Namun, rencana Jokowi menjadikan Nadiem sebagai menteri ditolak oleh para driver ojol yang tergabung dalam Gabungan Aksi Roda Dua (Garda).
Dikutip dari Kompas.com, ketua Presidium Nasional Garda, Igun Wicaksono mengatakan jika Nadiem Makarim dijadikan menteri, akan ada pergerakan ojol seluruh Indonesia sebagai penolakan.
“Ojol tidak setuju apabila Nadiem jadi salah satu menterinya Jokowi, akan ada pergerakan seluruh Indonesia, sebagai penolakan,” ujar Ketua Presidium Nasional Garda, Igun Wicaksono, Senin (21/10/2019).
Igun mengatakan ada dua alasan mengapa para driver menolak Nadiem untuk menjadi menteri.
Pertama, meskipun Nadiem makrim sudah melepas jabatan di Gojek, ia masih tercatat sebagai pemilik bisnis yang artinya, Nadiem menikmati hasil dari Gojek.
Baca: Bagaimana Nasib Gojek saat Ditinggal Nadiem Makarim?
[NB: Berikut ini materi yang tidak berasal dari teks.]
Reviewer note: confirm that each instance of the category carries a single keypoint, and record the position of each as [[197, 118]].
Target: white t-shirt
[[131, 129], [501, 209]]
Ekonom Sebut Berbahaya, Gojek Merasa Bangga
Baca: Dipastikan Jadi Menteri Kabinet Kerja II, Nadiem Makarim Siapkan Banyak Inovasi
"Karena Nadiem sebagai pendiri Gojek, pemiliki bisnis Gojek walaupun secara struktural melepas jabatan-jabatannya di struktur manajemen Gojek, namun dia pemilik bisnis," ujarnya.
Kedua adalah meskipun Nadiem Makarim sukses mengembangkan Gojek, tetapi Nadiem dinilai gagal untuk menyejahterakan para mitra pengemudinya.
“Nadiem Makarim boleh besar dengan berderet gelar akademik dan valuasi Gojeknya yang triliunan rupiah, namun dibalik itu, jutaan para mitra ojek onlinenya berdarah-darah di lapangan dan jauh dari sejahtera dari segi pendapatan, intinya ojol mitranya belum happy,” kata Igun dikutip Tribunnewswiki dari Kompas.com.
Seperti diketahui, Nadiem Makarim menghadiri pengumuman Kabinet jokowi Jilid II di Istana Negara pada Senin (21/10/2019).
Mengenakan kemeja putih, Nadiem Makarim masuk ke Istana sembari menebar senyum dan melambaikan tangan kepada para wartawan.
Namun, belum diketahui tujuan kehadirannya di Istana.
Selang beberapa jam masuk ke gedung Istana, Nadiem Makarim keluar dan memberikan penjelasan apa saja yang dia bicarakan pada Jokowi.
Nadiem merasa terhormat bisa bergabung dan memberi andil pada pemerintahan Indonesia.
"Saya merasa terhormat. Saya merasa sangat senang menjadi warga Indonesia hari ini dari dulu misi saya di Go-Jek ingin menampilkan Indonesia ke panggung dunia gitu,"
"Ini adalah suatu kelanjutan daripada misi itu. Tapi sekarang untuk negara tapi sekarang dalam suatu skala yang lebih besar," jelas Nadiem.
Saat ditanya soal posisi spesifik dirinya di Kabinet Jokowi Jilid II, Nadiem tidak membuka lebih dalam pada rekan-rekan media.
Nadiem terlihat masih menutupi pos mana yang akan dia duduki.
Baca: Ditunjuk Jokowi Masuk Kabinet Kerja Jilid 2, Nadiem Makarim Mundur dari Go-Jek : Ini Kehormatan
Namun, Nadiem mengakui ada penyerahan formal terkait posisi menteri untuk dirinya.
"Mengenai posisinya itu, nanti akan diumumkan oleh bapak sendiri, bapak Presiden," ujar Nadiem.